Changing My View From Failure to Setback

>> Wednesday, March 2, 2011


Last week my first intention towards wholeness was to re-read Weight Release A Liberating Journey. This is probably the 4th time (at least) that I have read this book in less than a year. I absolutely love this book. Every time I read it, I learn something new. I think it's probably because every time I read it I'm in a different place in my life so certain things just really click.

While reading the book this week I took copious amounts of notes. This is the first time I've actually done that while reading Weight Release. There is no way I can share everything in this post that spoke to me while reading; so I will be including some of it further along in my journey as I explore different aspects of my life.

There is one part though that I want to share today. This really puts into perspective where I am at and have been for the last few months.
If you are going to climb, if you are going to challenge yourself to expand beyond your present circumstances, you will ultimately be forced with setback.

However, if you view the setbacks as temporary and you truly grasp the learning opportunity in the experience, you will ultimately reach new heights.
Back in November when I miscarried, everything just stopped. Before that point I was really moving forward in my life. I was applying the things I learned in Weight Release, and I was releasing weight, but more importantly I was really beginning to have a deep, personal, loving relationship with myself.

Then November 22 came, and it all stopped. Even though everyone told me and even though deep down I know it wasn't my fault; there was a voice inside of me trying to convince me that - I was too overweight too carry a baby, that my previous c-section was the cause & if I'd just done ____ then I wouldn't have had the c-section, that I had done too much those first weeks and I should have taken it easy, that...and the list goes on.

Everyone told me to take care of myself, be kind to myself, give myself time...didn't they realize Christmas was coming? I didn't have time to "fall apart". I figured if I did what they said, that's exactly what would happen - I would fall apart. I've never felt grief and pain like that. And I felt like I was so new into my journey and trying to approach things differently - I didn't know how to cope or how I would cope. So I made a conscious decision to do what I know. I shoved my emotions down (literally) and continued on - because Christmas was coming & people were depending on me.

But what about me?

I've spent the last 3 months (roughly) feeding my feelings - finding comfort in food.
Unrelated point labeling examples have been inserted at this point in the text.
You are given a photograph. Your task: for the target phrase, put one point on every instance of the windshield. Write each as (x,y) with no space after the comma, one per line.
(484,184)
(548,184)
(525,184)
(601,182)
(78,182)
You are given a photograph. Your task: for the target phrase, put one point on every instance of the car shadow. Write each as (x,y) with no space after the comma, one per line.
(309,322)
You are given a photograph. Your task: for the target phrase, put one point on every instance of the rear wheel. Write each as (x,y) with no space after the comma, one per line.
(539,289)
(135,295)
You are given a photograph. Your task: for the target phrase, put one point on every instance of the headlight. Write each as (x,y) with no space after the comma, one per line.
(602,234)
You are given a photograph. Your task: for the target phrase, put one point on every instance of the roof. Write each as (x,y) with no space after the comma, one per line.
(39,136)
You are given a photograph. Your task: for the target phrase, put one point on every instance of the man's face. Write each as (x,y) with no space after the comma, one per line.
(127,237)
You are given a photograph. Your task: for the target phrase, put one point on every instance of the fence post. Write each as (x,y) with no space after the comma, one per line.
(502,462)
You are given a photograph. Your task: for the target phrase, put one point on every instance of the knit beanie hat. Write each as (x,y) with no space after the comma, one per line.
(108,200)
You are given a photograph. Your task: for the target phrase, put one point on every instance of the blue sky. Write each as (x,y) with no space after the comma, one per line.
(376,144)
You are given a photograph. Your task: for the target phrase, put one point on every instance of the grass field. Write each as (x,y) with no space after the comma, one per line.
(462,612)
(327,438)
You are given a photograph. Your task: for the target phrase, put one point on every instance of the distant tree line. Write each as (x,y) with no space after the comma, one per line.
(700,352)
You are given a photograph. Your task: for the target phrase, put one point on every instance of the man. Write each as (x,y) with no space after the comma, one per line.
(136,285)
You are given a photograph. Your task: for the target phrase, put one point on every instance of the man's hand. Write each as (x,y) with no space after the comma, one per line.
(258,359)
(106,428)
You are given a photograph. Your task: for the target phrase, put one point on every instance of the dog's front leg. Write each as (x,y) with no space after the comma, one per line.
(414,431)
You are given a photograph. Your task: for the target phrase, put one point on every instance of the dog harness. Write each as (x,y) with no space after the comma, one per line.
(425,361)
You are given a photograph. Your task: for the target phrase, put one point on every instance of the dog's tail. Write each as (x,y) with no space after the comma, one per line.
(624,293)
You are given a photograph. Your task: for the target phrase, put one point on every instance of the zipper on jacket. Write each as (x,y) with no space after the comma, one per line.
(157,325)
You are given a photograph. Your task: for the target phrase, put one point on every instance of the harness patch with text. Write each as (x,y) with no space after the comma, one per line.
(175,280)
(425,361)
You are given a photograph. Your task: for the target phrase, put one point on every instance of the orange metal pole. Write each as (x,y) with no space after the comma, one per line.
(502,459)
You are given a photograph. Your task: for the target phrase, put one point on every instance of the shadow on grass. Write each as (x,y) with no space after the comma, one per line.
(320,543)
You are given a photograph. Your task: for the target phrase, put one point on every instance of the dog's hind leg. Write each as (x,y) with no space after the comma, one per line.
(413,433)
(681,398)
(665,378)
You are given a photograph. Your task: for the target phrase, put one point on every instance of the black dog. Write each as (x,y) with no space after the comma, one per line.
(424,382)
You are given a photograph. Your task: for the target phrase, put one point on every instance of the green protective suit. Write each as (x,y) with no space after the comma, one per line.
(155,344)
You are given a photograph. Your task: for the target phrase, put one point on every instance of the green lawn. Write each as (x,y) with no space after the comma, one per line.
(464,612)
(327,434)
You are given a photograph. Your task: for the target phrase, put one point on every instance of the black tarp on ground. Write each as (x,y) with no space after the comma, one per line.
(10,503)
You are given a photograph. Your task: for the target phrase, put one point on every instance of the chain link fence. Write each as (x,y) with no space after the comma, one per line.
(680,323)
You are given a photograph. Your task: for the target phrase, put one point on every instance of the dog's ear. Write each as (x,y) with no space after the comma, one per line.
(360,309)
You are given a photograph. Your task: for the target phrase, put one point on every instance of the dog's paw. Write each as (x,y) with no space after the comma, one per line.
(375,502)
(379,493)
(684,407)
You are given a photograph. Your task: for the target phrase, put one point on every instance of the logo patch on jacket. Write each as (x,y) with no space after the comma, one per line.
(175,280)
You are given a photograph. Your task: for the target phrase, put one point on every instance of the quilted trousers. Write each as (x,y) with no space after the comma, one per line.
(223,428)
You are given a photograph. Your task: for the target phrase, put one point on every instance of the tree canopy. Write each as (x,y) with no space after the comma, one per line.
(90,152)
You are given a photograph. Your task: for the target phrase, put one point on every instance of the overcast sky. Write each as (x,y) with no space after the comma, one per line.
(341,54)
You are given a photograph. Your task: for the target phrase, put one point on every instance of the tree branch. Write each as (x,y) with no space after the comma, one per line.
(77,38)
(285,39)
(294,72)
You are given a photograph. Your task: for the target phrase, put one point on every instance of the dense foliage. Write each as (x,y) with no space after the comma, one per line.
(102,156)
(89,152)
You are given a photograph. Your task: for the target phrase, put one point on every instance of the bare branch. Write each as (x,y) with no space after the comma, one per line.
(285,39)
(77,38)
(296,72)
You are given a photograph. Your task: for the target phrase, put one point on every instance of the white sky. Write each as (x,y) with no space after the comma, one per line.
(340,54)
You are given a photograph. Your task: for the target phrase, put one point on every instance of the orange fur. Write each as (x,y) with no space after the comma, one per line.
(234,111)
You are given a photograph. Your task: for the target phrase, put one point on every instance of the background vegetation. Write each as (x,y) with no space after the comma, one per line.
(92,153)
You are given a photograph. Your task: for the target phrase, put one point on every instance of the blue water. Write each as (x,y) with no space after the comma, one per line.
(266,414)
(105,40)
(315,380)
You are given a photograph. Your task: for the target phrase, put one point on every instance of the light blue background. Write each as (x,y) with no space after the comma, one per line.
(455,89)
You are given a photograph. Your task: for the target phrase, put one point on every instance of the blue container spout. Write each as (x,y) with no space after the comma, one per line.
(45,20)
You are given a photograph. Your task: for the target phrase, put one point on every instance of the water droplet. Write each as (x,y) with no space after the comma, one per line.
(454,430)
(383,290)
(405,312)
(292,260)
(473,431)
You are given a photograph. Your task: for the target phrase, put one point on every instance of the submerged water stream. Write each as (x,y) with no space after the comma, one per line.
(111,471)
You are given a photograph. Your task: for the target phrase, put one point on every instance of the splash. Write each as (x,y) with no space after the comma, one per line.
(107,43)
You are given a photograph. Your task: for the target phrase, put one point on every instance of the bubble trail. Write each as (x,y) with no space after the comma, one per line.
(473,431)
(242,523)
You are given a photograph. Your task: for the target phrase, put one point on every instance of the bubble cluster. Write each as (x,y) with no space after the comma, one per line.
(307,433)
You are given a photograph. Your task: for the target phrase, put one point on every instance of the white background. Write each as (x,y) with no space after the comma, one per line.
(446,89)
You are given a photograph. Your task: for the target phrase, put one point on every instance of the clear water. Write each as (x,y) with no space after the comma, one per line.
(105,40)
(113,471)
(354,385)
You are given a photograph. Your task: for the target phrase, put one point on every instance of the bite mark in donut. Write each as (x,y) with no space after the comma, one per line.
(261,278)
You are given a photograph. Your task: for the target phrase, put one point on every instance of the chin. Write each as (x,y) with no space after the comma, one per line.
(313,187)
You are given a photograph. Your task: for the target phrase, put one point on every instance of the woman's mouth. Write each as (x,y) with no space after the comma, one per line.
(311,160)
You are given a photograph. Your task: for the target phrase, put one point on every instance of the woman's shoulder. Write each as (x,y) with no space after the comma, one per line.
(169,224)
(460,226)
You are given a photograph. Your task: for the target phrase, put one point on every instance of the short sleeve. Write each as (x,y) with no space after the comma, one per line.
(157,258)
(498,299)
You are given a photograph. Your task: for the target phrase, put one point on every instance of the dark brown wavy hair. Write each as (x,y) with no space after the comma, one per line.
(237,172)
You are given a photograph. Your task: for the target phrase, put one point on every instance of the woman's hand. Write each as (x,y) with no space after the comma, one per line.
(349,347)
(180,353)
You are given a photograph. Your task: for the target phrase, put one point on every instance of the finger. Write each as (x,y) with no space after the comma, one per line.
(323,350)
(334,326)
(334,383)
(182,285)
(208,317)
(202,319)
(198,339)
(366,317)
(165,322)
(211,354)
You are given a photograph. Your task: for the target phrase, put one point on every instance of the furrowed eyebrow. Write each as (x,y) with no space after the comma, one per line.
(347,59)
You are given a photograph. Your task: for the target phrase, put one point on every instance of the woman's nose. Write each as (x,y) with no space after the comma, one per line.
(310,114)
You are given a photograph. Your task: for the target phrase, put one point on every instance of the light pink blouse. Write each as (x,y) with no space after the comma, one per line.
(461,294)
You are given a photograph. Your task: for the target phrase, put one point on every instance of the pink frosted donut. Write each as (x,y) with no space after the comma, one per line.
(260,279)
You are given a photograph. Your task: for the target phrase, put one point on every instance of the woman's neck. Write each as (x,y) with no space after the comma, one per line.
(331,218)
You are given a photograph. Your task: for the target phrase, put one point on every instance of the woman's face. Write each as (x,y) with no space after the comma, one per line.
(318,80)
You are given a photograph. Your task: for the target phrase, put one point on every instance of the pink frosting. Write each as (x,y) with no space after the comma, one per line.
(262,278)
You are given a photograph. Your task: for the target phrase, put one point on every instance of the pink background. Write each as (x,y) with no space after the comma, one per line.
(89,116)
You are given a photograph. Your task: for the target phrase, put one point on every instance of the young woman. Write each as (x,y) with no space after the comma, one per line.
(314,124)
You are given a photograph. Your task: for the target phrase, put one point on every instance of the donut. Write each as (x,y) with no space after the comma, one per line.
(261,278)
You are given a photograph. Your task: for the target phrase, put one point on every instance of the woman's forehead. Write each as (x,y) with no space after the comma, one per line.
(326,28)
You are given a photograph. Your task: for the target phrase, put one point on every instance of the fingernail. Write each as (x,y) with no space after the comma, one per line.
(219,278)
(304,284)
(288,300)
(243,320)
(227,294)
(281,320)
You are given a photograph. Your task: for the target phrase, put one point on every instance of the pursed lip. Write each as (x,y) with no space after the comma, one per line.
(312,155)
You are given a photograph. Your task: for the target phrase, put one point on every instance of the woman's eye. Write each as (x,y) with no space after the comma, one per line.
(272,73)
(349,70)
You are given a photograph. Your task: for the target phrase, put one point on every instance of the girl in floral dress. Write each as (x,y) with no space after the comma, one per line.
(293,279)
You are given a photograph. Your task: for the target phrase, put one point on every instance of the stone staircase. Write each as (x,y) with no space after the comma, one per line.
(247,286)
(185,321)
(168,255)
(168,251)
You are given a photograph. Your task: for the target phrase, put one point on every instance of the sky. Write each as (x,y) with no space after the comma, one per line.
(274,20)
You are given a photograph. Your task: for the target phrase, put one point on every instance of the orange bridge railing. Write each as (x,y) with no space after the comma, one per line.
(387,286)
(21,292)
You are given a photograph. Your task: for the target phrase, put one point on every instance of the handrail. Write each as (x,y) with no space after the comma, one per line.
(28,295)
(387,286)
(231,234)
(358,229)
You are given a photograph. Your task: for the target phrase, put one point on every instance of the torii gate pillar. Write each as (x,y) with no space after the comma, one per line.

When the voices get loud I quiet them with distractions - cleaning, music, anything so that I don't have to sit quietly and feel the pain and now the hate. The hate is back. I hate that I have put on weight - the voice that says "well it's your fault; you've done this too yourself". The voice that says you are no good. So many negative thoughts have crept their way back in...

So that's the brutal honesty of where I am at. But it's just a setback. That's all. There is another quote that really struck me when reading:
Pain is a part of life but suffering is optional. ~ Dr. Ron Hulnick
Today I am no longer going to suffer. I'm going to forgive myself for buying into the negative voices, for not being courageous and working through my pain and grief, for not putting myself first and loving myself. I am blessed. Really! I know what is possible. I've already started to walk in the path of self-love. I know what that feels like. I know that it's not always going to be easy and this pain that I've felt may not be the only time I will feel it, but I can learn how to navigate it better. I can learn how to keep my peace, love, and joy in times of great sorrow. I want to take a leap of faith and get off the path I am on. Amazing things are on the horizon.


Living well is an art that can be developed: 
a love of life and ability to take great pleasure from small offerings and 
assurance that the world owes you nothing and that every gift is exactly that, a gift.
~Maya Angelou

Because this post is already exceptionally long, I'm going to put my intentions for this week in a separate post.